The walls of your bathroom aren’t the only thing you can transform with paint, but your tub, tiles and sink too.
FIONA King, paint expert at Taubmans and White Knight, shares her top tips for giving your bathroom a professional-looking paint finish.
What type of paint do I need for a bathroom?
Unlike other rooms of the house, bathroom walls and surfaces are exposed to humidity, heat, mould, mildew and vapours. The paint you choose needs to be able to stand up to these conditions. Taubmans Endure Kitchen and Bathroom is moisture-resistant and washable, making it a good choice for bathrooms.
Do I really need to prep walls?
Absolutely. The prepping process is just as important as the painting process if you want good results. Walls need to be clean, dry and free of contamination for paint to adhere to them properly. So, start by wiping down walls with a mild detergent and then rinse clean with water.
If you’re painting an old bathroom where enamel finishes were previously used on the walls, I’d recommend lightly sanding them back and applying a coat of primer to ensure that the new paint can adhere to the surface.
And don’t forget to protect surrounding surfaces and fixtures when you paint; cover the floor and fixtures with drop cloths, and apply masking tape to any small fittings (such as handles) that can’t be removed or that will be tricky to paint around.
What’s the best way to paint?
Paint from the top down, starting from the ceiling and then moving onto the walls. Once both of these larger surfaces are completely dry, you can paint smaller surfaces, such as doors, trims and window frames.
Tip: Stir the paint in the tin for at least five minutes before you start painting. This will ensure that colour tints are dispersed evenly and will give you a clean, level coat.
Should I use rollers or brushes?
You’ll need both as they do different things. An angled paint brush is far more precise than a roller and will allow you to get right to the edges of walls. A roller, on the other hand, will allow you to quickly cover larger areas, and will give you a more even finish than a traditional brush.
What mistake do people often make?
Forgetting to ventilate the bathroom. Most water-based paints will need a minimum of two days to dry. Having a well-ventilated bathroom with a powerful exhaust fan will help the paint cure faster, and will also prevent mould forming down the track.

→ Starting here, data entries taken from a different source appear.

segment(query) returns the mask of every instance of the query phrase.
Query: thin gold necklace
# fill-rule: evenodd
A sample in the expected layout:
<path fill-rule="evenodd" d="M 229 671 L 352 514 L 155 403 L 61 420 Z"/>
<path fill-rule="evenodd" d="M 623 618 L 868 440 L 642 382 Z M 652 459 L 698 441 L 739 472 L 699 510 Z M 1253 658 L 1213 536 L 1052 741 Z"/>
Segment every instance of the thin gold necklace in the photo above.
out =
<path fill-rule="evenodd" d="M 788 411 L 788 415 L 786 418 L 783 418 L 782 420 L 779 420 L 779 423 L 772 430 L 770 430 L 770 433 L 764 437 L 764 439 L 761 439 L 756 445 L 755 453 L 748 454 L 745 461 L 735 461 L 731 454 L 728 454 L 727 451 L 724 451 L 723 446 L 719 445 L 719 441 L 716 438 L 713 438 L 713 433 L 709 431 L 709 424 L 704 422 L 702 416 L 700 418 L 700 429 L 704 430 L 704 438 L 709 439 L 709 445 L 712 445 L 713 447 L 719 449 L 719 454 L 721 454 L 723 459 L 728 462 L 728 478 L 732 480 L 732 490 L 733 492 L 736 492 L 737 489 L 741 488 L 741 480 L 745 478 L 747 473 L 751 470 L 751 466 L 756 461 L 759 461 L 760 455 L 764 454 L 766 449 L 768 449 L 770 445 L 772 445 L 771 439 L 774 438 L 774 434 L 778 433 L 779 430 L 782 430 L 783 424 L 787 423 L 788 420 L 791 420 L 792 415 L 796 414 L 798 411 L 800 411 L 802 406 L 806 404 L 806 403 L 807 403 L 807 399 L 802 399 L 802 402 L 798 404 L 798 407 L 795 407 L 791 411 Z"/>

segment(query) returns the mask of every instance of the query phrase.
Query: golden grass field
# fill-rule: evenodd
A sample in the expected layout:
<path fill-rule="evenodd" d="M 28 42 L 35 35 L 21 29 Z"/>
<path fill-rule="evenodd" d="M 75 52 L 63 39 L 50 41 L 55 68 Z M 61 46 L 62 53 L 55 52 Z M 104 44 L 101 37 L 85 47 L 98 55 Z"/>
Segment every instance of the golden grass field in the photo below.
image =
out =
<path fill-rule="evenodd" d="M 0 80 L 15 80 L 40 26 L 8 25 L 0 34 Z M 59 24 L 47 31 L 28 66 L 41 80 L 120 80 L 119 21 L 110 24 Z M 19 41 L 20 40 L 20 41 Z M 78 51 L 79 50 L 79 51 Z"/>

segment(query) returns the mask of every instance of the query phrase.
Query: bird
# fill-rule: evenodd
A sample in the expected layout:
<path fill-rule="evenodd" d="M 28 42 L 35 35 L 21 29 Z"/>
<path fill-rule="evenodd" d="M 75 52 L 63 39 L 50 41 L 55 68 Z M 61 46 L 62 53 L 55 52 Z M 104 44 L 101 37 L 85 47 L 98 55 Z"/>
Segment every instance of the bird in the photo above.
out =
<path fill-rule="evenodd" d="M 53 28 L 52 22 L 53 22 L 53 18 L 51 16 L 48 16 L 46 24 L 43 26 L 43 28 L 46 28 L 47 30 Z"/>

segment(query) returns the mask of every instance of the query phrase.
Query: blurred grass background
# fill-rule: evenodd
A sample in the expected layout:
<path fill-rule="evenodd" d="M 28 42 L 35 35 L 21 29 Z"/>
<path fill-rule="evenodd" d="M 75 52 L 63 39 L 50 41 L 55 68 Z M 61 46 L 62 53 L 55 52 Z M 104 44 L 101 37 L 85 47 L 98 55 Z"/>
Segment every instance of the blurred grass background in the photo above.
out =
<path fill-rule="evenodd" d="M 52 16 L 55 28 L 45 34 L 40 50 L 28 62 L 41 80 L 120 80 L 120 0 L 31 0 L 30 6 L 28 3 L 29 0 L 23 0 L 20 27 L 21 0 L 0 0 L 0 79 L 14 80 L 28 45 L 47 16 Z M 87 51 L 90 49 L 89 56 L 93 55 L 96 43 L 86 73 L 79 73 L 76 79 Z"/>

How long will it take to dry?
When painting walls and ceilings, two coats of paint are recommended. The initial coat normally dries in 30 minutes, but you should leave at least two hours before painting the second coat.
As for how long before you can actually start using the space again, as a guide I’d allow two days before re-exposing painted surfaces to moisture.
Is there anything else I can paint in my bathroom?
Yes – you can give your bathtub, sink, wall tiles, and laminate and melamine surfaces a new look with White Knight’s specialty Kitchen and Bathroom paint range. Choose from white or a custom colour.
How do I prep these elements?
Prep surfaces with a suitable primer and cleaner first in order to remove soap scum and grease, and so that paint has a suitable surface to adhere to.
For best results it is recommended you:
Give laminate or melamine surfaces a light sand before priming.
Use a mini microfibre roller to apply paint to bathroom tiles. Use a brush to get into corners.
Apply paint to tiles in a thin, zigzag pattern, working a few tiles at a time.
How long does it take to dry?
Your tub, sink, tiles and surfaces will be touch dry in two hours, fully dry in eight hours, and fully cured in about a week. Avoid deep cleaning or giving surfaces any hard knocks during this time.